Se condena a Hilario como autor de un delito leve de lesiones a la pena de DOS MESES DE MULTA con una cuota diaria de SEIS EUROS, con la responsabilidad personal subsidiaria prevista, en caso de impago, de un día de privación de libertad por cada dos cuotas no satisfechas.

Por vía de responsabilidad civil Gregorio y Hilario indemnizarán conjunta y solidariamente a Silvia en la cantidad de 750 euros por el dinero sustraído y solo Hilario en 35 euros por las lesiones, cantidades que devengarán el interés legal del dinero de conformidad con lo que dispone el artículo 576 de la Ley de Enjuiciamiento Civil. Se imponen a los acusados las dos novenas partes de las costas procesales.

Se deberá abonar todo el tiempo que hayan estado en prisión provisional por esta causa siempre que no se les hubiere computado en otra.

Notifíquese esta sentencia a las partes haciéndoles saber que contra la misma cabe interponer recurso de apelación ante la Sala de lo Civil y lo Penal del Tribunal Superior de Justicia de Cataluña dentro del plazo de diez días.

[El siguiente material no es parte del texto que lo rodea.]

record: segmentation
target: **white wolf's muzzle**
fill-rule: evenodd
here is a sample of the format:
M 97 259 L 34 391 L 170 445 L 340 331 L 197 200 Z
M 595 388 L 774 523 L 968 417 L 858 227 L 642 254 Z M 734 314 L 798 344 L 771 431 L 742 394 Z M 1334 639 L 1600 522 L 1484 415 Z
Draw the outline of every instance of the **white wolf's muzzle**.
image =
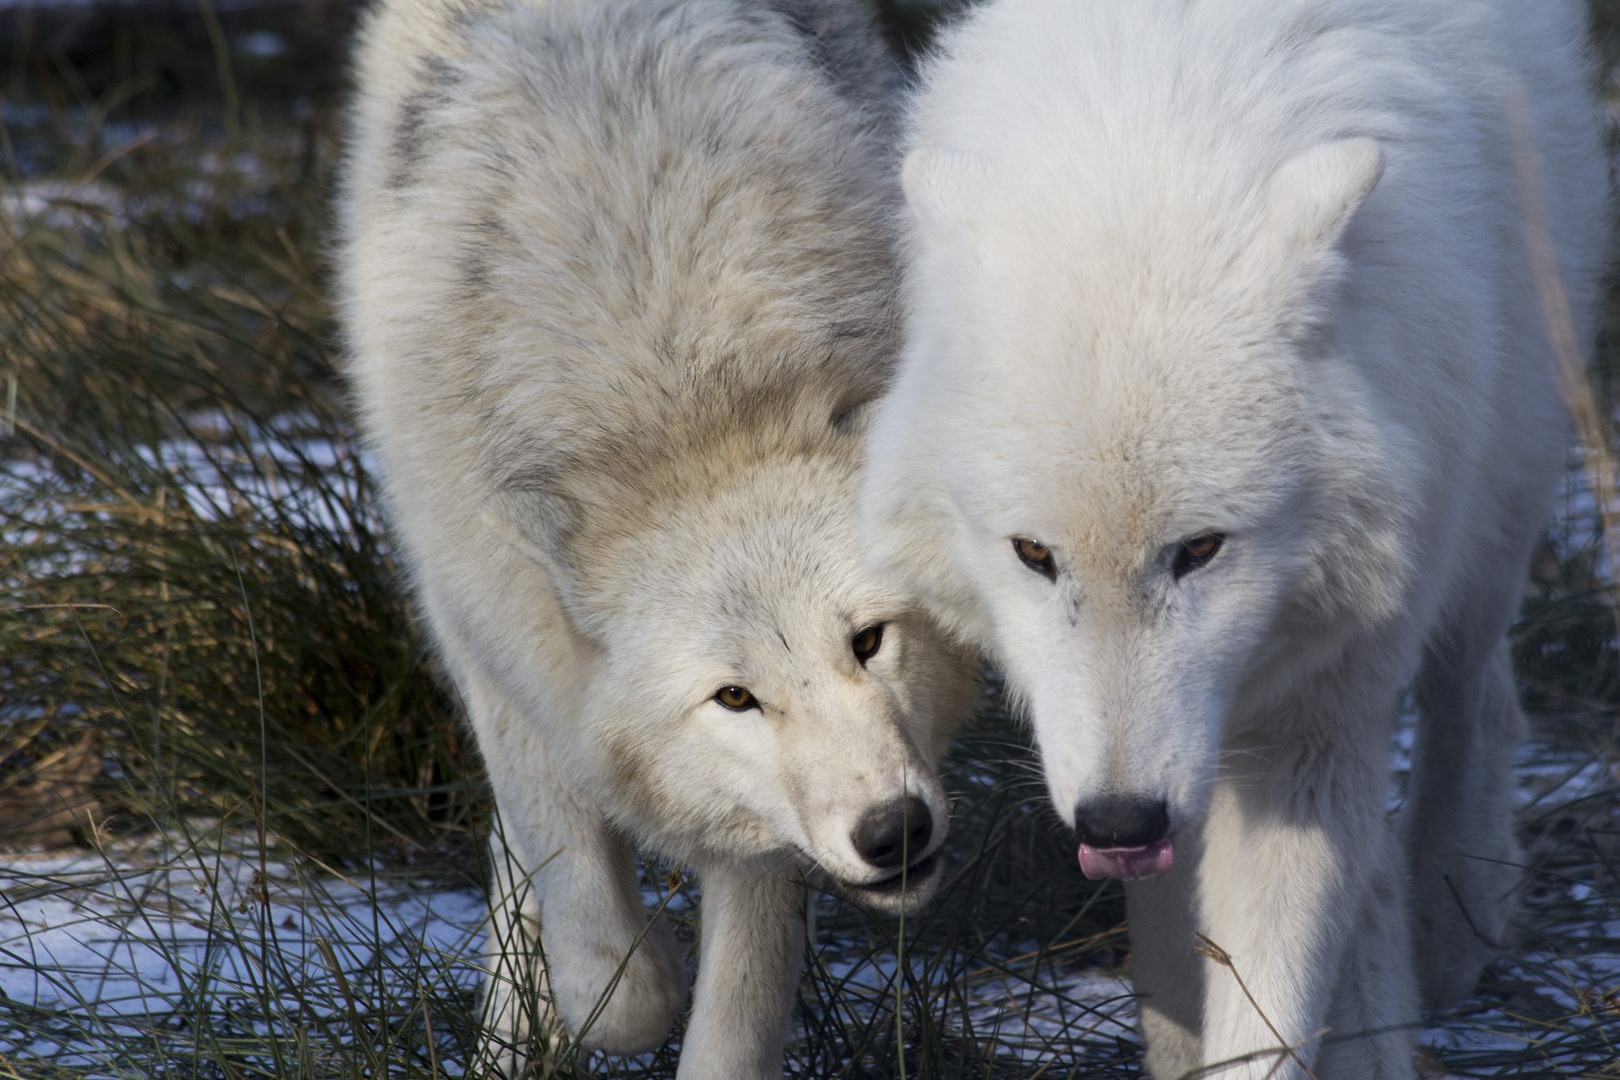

Así por esta nuestra sentencia, de la que se unirá certificación al Rollo, la pronunciamos, mandamos y firmamos.

PUBLICACIÓN.- La anterior sentencia fue leída y publicada en el día de la fecha por la Ilma. Sra. Magistrada Ponente constituida en audiencia pública en la sala de vistas de esta sección, de lo que yo el Secretario, certifico y doy fe.